Prominente Gäste geben dem Projekt vor dem Probeflug des „2X“ihren Segen. Daimler-Chef Ola Källenius, dessen Unternehmen an Volocopter beteiligt ist, sagt: „Der Volocopter vereint alle Themen, die gerade wichtig sind: Er ist vernetzt, autonom, on demand und emissionsfrei.“Er sei überzeugt davon, dass sich das Stauproblem auf spezifischen Strecken mit dem Volocopter reduzieren ließe. Thomas Strobl, als Innenminister von Baden-Württemberg auch für Digitalisierung zuständig, nennt das Flugtaxi ein „geiles Ding“und sorgt damit für Lacher im Publikum, das sich im Großen Saal des Museums drängt. Der CDU-Politiker zieht kühne Vergleiche zur Erfindung des Autos und des Fahrrads in BadenWürttemberg. Auch Ministerpräsident Winfried Kretschmann (Grüne) beschwört den „Pioniergeist“im Lande und sagt über das Flugtaxi: „Das wäre optimal für mich, bei dem Termindruck, den ich oft habe.“
Das Unternehmen, das 2011 einen ersten Prototypen abheben ließ, gibt sich selbstbewusst: „In zwei bis drei Jahren wollen wir die erste kommerzielle Lizenz haben, um Passagiere befördern zu können“, sagt Firmenchef Florian Reuter. Diese Genehmigung steht bislang noch aus. Zu klären sind auch noch Fragen der Sicherheit und der Infrastruktur, etwa wenn es um Landeplätze und Vernetzung geht. Doch das Unternehmen streckt die Fühler in viele Richtungen aus. Als potenzielle Einsatzorte hat Volocopter die Großstädte ausgemacht. So prüft der Flughafen Frankfurt, wie das drohnenähnliche Gerät in die Abläufe eingegliedert werden könnte. Am Flughafen im finnischen Helsinki wurde das vor zwei Wochen bei einem Flug getestet. In Dubai war der Volocopter vor zwei Jahren bereits komplett autonom in der Luft. Geldgeber empfinden das Flugtaxi offenbar nicht als reine Science Fiction: Bislang hat Volocopter rund 85 Millionen Euro von Investoren einsammeln können. Vor wenigen Tagen stieg Daimlers chinesischer Großinvestor Geely ein.

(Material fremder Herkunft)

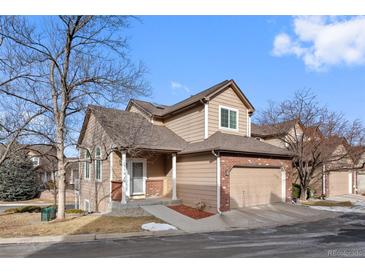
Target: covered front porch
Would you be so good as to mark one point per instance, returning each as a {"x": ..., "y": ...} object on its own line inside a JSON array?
[{"x": 146, "y": 177}]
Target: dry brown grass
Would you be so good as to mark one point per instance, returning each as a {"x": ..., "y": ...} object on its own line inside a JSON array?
[
  {"x": 29, "y": 224},
  {"x": 327, "y": 203}
]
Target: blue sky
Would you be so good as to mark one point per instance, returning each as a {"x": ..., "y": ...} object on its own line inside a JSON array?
[{"x": 270, "y": 57}]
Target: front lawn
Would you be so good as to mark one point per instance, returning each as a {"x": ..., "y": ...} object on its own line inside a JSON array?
[
  {"x": 29, "y": 224},
  {"x": 327, "y": 203}
]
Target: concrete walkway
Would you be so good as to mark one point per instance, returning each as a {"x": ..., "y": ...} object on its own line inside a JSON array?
[{"x": 245, "y": 218}]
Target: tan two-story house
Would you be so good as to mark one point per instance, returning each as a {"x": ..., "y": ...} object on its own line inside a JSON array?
[{"x": 197, "y": 151}]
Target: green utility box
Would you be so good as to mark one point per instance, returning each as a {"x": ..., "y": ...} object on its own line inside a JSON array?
[{"x": 48, "y": 214}]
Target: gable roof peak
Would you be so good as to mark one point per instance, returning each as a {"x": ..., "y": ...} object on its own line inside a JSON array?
[{"x": 163, "y": 110}]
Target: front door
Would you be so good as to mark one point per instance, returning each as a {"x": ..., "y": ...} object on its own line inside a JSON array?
[{"x": 137, "y": 178}]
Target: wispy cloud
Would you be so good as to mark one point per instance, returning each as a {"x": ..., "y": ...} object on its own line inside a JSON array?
[
  {"x": 322, "y": 42},
  {"x": 178, "y": 86}
]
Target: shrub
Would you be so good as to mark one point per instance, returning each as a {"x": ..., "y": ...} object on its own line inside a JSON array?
[
  {"x": 24, "y": 209},
  {"x": 18, "y": 179},
  {"x": 74, "y": 211},
  {"x": 296, "y": 190}
]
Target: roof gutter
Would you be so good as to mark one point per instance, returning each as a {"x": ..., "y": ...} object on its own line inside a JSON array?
[{"x": 218, "y": 172}]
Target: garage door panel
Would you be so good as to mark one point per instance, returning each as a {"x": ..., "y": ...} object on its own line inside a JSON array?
[
  {"x": 338, "y": 183},
  {"x": 254, "y": 186}
]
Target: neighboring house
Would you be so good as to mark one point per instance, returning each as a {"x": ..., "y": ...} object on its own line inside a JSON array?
[
  {"x": 358, "y": 153},
  {"x": 339, "y": 176},
  {"x": 199, "y": 150},
  {"x": 44, "y": 161},
  {"x": 276, "y": 134},
  {"x": 336, "y": 177}
]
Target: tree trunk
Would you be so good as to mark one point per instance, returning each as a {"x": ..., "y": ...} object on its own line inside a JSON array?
[
  {"x": 61, "y": 188},
  {"x": 61, "y": 178},
  {"x": 303, "y": 193}
]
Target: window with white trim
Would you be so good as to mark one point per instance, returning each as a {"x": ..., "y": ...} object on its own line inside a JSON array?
[
  {"x": 228, "y": 118},
  {"x": 98, "y": 164},
  {"x": 86, "y": 164},
  {"x": 35, "y": 160}
]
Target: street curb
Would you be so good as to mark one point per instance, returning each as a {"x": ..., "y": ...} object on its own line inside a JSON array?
[
  {"x": 87, "y": 237},
  {"x": 18, "y": 205}
]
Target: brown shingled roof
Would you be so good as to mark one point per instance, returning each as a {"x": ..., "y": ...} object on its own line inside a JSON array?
[
  {"x": 162, "y": 110},
  {"x": 237, "y": 144},
  {"x": 132, "y": 130},
  {"x": 266, "y": 131}
]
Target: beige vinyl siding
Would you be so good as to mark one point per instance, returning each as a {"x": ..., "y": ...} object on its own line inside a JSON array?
[
  {"x": 189, "y": 125},
  {"x": 338, "y": 183},
  {"x": 227, "y": 98},
  {"x": 196, "y": 180}
]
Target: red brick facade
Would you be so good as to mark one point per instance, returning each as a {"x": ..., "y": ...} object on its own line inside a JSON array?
[
  {"x": 154, "y": 188},
  {"x": 230, "y": 161}
]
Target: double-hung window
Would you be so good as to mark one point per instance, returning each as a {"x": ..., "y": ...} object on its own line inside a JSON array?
[
  {"x": 98, "y": 164},
  {"x": 228, "y": 118},
  {"x": 86, "y": 164}
]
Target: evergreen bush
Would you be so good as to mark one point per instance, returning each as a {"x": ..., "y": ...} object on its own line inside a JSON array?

Reuter sieht den Volocopter aber nicht als exklusive Lösung für „fünf Prozent wohlhabende Menschen“. Das Flugtaxi soll über Handy von jedem angefordert werden können. „Mit einer App sollen alle verfügbaren Mobilitätsangebote zu sehen sein, und wir hoffen, dass der Volocopter möglichst oft die beste Option ist.“Reuter rechnet vor: Momentan brauche man vom Stuttgarter Flughafen zum Mercedes-Museum 30 Minuten, zu Stoßzeiten könne es auch doppelt so lang dauern. Der Volocopter bräuchte seinen Angaben zufolge zwölf Minuten für die zwölf Kilometer lange Strecke. Aktuell haben die Fluggeräte eine Reichweite von rund 35 Kilometern, wie Christian Bauer, bei Volocopter für die Geschäftsentwicklung zuständig, sagt. Denkbar sei das Fluggerät auch, um Notärzte schneller an Unfallstellen bringen zu können.
Eingebettet ist der Probeflug in ein Themenwochenende unter dem Motto „Vision Smart City“. Rund um das Mercedes-Museum geht es um die Mobilität der Zukunft. Es ist eine kuriose Mischung aus PR- und Informationsveranstaltung, Essensbuden verleihen dem Ganzen VolksfestFlair, wenige Meter weiter kann man auf E-Scootern Runden drehen. Tina und Sascha Buhr aus Göppingen sind mit ihrem Sohn Miles wegen des Volocopter-Probeflugs da. Sie würden am liebsten sofort in das Flugtaxi steigen. „Wir finden es traurig, dass man es nicht heute schon nutzen kann“, sagt Sascha Buhr. Deutschland hinke hinterher, wenn es um derartige Zukunftsvisionen geht. Eine weitere Anreise hat Heiko Müller aus Hannover hinter sich. Er ist einer von 749 Investoren, die sich 2013 an einer CrowdfundingAktion beteiligt haben, um das Unternehmen finanziell zu unterstützen. „Ich glaube, dass die Firma auf dem richtigen Weg ist“, sagt er.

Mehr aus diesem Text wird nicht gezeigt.